Something similar is true of blogging. If I can spend an hour to produce something that is worth two minutes to thirty people, I will have at least broken even. In practice, I will probably have done better because I will have achieved other objectives: most notably the clarification of my own thought.

The value of the time ratio idea is primarily in helping you to avoid exposing people to pointless or irrelevant information. The self-selection involved in reading or not reading a blog is somewhat liberating in that capacity (compared to a seminar comment you have little choice but to listen to), but I should still aim to maintain a net cognitive surplus.

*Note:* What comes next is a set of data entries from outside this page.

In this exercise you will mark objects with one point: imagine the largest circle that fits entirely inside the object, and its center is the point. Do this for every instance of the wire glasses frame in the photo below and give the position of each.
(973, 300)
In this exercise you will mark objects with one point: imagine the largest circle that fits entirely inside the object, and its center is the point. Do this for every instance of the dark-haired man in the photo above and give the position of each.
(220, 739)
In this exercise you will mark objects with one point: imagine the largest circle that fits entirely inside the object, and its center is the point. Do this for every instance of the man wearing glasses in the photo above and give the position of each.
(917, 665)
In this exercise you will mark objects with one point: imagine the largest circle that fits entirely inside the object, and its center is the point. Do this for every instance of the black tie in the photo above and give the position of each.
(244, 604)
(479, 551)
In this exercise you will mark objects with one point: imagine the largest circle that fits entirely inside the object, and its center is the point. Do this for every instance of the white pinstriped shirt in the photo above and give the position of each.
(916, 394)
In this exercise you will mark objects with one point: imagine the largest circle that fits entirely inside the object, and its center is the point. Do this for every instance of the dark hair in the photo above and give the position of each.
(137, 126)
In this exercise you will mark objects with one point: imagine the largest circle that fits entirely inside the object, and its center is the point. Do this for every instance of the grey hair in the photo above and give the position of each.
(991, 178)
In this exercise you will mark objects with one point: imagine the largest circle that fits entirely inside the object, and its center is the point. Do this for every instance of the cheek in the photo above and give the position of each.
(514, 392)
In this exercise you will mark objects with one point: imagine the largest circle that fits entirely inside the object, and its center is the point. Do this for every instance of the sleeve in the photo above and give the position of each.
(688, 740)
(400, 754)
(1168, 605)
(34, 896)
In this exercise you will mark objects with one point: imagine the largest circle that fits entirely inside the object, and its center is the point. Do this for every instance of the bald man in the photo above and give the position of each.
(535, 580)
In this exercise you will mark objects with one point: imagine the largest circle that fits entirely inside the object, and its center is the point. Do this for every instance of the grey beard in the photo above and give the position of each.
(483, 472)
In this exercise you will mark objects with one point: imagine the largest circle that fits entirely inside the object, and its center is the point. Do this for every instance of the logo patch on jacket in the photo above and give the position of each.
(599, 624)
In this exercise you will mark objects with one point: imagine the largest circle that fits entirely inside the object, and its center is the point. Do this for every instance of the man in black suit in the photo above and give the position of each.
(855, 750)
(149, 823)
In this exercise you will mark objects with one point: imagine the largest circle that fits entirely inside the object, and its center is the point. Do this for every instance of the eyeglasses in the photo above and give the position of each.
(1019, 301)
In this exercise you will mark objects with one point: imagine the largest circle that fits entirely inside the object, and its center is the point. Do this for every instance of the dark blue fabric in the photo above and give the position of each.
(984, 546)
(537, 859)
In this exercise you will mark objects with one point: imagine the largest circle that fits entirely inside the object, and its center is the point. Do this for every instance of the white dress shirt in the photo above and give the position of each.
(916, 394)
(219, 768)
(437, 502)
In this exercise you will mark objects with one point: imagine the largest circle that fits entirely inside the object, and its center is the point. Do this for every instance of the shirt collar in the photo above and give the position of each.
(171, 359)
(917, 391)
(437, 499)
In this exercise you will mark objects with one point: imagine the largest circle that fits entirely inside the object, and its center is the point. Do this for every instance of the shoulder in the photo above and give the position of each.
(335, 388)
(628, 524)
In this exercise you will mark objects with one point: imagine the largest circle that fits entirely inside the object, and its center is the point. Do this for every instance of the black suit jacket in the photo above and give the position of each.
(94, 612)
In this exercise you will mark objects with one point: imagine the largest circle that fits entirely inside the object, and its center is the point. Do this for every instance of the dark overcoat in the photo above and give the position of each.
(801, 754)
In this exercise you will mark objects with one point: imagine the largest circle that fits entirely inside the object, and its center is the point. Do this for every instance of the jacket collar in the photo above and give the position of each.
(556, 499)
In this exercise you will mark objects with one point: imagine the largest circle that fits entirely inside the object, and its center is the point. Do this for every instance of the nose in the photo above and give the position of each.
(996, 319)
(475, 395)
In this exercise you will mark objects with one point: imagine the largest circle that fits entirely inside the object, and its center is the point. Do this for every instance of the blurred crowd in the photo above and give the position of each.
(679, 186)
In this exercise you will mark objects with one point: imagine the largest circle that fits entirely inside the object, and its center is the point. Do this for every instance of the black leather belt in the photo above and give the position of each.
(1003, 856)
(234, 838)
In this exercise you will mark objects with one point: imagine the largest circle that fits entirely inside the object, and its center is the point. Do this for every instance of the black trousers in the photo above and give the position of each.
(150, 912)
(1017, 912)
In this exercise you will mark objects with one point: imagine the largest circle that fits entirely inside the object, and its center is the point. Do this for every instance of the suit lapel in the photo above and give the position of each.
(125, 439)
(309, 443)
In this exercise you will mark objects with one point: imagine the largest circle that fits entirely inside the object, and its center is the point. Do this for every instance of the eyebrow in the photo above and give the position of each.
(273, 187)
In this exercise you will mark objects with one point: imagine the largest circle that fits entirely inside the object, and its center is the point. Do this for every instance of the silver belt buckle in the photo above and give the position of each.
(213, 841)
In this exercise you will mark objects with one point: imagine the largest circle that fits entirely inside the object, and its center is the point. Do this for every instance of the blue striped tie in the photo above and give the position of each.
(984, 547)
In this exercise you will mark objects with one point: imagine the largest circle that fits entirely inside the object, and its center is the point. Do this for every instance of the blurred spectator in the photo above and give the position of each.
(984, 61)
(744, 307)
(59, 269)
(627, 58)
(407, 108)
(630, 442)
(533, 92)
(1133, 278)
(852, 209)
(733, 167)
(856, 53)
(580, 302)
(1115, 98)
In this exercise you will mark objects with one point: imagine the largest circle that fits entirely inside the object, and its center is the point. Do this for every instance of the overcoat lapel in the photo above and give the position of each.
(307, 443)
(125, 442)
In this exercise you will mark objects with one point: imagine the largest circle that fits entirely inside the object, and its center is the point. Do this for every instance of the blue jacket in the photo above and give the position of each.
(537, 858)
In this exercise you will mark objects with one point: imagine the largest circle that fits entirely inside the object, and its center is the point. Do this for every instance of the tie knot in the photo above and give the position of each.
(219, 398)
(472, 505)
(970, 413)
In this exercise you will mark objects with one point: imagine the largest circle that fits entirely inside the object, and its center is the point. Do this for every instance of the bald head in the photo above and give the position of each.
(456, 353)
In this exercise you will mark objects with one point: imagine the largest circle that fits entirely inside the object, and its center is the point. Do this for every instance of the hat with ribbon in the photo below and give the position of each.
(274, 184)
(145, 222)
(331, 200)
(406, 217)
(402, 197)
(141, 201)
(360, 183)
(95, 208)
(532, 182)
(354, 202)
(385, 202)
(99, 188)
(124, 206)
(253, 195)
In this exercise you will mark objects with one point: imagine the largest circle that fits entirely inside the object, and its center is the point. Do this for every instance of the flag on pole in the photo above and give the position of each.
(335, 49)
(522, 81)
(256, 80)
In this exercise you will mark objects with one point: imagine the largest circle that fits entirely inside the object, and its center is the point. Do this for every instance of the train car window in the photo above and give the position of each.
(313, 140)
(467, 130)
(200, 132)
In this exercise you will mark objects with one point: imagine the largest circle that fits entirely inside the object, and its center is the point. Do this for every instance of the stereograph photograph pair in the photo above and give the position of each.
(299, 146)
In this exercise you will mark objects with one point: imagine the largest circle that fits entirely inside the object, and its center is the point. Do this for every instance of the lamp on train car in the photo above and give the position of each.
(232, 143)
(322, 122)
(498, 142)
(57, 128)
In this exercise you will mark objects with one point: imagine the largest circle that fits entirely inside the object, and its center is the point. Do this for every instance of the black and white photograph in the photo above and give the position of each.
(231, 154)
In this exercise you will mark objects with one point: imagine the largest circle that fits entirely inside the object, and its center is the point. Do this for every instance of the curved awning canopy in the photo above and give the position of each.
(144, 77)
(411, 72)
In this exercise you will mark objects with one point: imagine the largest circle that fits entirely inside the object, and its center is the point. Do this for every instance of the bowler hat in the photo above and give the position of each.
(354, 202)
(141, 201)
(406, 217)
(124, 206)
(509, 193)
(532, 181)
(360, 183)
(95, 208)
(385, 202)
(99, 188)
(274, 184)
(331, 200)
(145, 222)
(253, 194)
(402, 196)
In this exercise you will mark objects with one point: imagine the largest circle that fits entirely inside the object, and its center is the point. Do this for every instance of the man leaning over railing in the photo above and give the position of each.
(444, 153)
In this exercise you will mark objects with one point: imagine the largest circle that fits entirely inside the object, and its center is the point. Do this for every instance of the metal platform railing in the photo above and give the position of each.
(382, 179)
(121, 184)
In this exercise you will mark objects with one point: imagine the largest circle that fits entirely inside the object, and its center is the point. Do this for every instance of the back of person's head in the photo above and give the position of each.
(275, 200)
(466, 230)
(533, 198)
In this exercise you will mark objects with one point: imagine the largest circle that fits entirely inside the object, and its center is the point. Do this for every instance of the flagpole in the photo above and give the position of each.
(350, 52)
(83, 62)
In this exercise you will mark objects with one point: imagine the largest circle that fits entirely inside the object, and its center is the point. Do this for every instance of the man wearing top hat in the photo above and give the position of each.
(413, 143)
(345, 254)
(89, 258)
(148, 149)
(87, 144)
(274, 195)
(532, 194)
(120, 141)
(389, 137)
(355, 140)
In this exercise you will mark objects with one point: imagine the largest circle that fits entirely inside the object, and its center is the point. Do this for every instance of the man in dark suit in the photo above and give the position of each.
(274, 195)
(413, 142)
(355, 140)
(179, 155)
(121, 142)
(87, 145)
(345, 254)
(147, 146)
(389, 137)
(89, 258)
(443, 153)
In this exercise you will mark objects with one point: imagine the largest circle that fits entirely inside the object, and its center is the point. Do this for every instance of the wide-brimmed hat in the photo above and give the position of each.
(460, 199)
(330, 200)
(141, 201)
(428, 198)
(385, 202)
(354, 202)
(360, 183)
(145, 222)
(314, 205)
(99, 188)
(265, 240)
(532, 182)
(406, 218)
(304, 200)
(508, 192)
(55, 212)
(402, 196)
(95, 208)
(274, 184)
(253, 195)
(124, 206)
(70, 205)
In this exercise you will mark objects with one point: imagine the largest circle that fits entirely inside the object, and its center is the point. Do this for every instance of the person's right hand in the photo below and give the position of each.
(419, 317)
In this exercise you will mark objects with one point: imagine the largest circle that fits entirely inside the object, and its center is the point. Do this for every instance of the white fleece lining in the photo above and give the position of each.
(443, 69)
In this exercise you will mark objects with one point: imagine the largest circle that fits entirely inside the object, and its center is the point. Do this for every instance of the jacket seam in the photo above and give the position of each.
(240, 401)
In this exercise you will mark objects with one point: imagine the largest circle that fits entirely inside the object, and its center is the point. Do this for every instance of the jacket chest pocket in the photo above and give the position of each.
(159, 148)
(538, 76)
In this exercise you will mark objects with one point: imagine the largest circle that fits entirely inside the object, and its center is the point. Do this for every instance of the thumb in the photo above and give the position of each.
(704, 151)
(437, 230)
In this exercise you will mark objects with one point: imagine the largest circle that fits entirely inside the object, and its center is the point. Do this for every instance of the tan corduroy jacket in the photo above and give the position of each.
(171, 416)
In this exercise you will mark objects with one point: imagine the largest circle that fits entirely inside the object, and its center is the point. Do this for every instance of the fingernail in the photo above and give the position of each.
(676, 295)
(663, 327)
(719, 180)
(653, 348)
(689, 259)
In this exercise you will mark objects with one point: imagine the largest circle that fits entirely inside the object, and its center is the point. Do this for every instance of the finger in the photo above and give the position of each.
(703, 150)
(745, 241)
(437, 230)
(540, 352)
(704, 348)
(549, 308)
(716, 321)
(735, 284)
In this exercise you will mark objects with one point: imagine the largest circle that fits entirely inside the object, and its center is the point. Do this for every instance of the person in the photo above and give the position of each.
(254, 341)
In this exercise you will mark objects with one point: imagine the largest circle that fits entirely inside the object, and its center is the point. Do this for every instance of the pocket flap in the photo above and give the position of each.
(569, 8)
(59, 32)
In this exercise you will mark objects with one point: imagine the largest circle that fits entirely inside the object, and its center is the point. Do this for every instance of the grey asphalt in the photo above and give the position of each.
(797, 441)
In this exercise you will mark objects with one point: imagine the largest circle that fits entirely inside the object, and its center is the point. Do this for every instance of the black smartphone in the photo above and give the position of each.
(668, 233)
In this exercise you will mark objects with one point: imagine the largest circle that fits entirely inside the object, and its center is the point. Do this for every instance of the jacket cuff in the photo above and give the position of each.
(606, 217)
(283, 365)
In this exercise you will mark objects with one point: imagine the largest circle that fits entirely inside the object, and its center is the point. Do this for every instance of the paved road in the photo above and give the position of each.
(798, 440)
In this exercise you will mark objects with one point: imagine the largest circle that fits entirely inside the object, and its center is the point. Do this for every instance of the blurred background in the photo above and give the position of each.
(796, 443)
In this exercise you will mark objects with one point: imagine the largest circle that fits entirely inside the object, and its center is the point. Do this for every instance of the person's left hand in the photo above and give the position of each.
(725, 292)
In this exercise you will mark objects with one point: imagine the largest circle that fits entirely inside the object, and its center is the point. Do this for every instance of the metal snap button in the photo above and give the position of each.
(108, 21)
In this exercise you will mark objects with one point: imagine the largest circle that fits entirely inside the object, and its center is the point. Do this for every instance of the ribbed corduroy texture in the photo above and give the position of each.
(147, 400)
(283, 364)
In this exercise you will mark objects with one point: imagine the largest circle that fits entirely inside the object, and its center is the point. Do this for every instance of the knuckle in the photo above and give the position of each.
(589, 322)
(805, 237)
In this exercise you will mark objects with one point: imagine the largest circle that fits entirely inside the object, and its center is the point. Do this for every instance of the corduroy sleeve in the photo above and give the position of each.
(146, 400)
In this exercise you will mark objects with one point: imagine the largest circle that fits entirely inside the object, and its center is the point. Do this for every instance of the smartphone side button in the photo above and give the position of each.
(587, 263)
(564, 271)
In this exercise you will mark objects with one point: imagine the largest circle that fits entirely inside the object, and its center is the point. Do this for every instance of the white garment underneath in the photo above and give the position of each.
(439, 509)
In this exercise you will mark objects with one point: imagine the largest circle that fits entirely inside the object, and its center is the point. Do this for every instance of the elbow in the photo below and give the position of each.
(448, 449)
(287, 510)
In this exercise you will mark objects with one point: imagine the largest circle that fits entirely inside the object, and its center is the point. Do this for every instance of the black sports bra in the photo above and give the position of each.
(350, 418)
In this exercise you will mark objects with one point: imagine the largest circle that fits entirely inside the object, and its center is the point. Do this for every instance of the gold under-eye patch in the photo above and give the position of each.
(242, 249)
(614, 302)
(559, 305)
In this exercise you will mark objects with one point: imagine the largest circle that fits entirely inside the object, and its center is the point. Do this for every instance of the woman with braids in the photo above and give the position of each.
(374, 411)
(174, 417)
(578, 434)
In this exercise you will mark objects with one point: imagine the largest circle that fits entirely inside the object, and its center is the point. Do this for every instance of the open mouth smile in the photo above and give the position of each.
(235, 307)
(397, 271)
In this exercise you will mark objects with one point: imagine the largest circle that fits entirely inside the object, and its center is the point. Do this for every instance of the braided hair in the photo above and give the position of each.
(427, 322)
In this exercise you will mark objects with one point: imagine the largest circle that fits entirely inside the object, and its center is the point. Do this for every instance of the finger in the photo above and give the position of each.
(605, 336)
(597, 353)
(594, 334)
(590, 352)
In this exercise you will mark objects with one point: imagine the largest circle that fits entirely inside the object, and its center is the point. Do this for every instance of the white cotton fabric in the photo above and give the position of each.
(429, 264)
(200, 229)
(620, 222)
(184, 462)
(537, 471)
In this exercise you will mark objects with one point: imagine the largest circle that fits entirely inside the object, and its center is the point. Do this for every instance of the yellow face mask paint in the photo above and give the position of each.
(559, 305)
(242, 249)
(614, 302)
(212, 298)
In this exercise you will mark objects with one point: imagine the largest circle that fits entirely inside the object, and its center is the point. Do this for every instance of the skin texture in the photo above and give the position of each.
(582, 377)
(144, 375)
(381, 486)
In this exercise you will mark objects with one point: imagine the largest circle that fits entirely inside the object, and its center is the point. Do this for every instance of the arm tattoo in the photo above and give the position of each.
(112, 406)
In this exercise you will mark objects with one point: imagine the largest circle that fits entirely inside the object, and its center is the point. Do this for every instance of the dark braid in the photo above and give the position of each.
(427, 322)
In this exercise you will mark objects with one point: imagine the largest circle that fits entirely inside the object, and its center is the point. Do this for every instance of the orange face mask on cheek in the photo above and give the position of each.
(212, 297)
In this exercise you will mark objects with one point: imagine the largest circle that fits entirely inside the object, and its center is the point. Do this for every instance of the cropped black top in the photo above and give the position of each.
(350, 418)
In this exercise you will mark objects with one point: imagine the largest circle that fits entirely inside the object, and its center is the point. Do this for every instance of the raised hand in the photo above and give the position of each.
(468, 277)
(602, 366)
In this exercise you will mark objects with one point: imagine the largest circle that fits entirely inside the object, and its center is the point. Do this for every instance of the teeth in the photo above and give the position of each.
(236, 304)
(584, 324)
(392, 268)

3 thoughts on “Cognitive calculus”

  1. This is an unnecessarily mathematical way to look at it: typical of someone who has studied economics.

  2. An interesting approach, and very altruistic of you too to give up an hour to save 30 of us 2 minutes. I suppose reciprocation would lead to mutual advantage, but of course we can’t know how long it’d take me to think of your point or whether that’s what I’ve been thinking about… I prefer to think of things as an exchange of different viewpoints. After all, no matter how long I spent thinking, I doubt I’d ever know what you did today without hearing from you!

  3. Ben’s right. Such calculations make no sense when it comes to ideas nobody else would have had.

    You’re equivocating here between the time people actually invest reading or listening, and the amount of time it would take to produce equivalent thoughts.

    As a promise to keep writing interesting stuff, this statement is better expressed through actually doing so.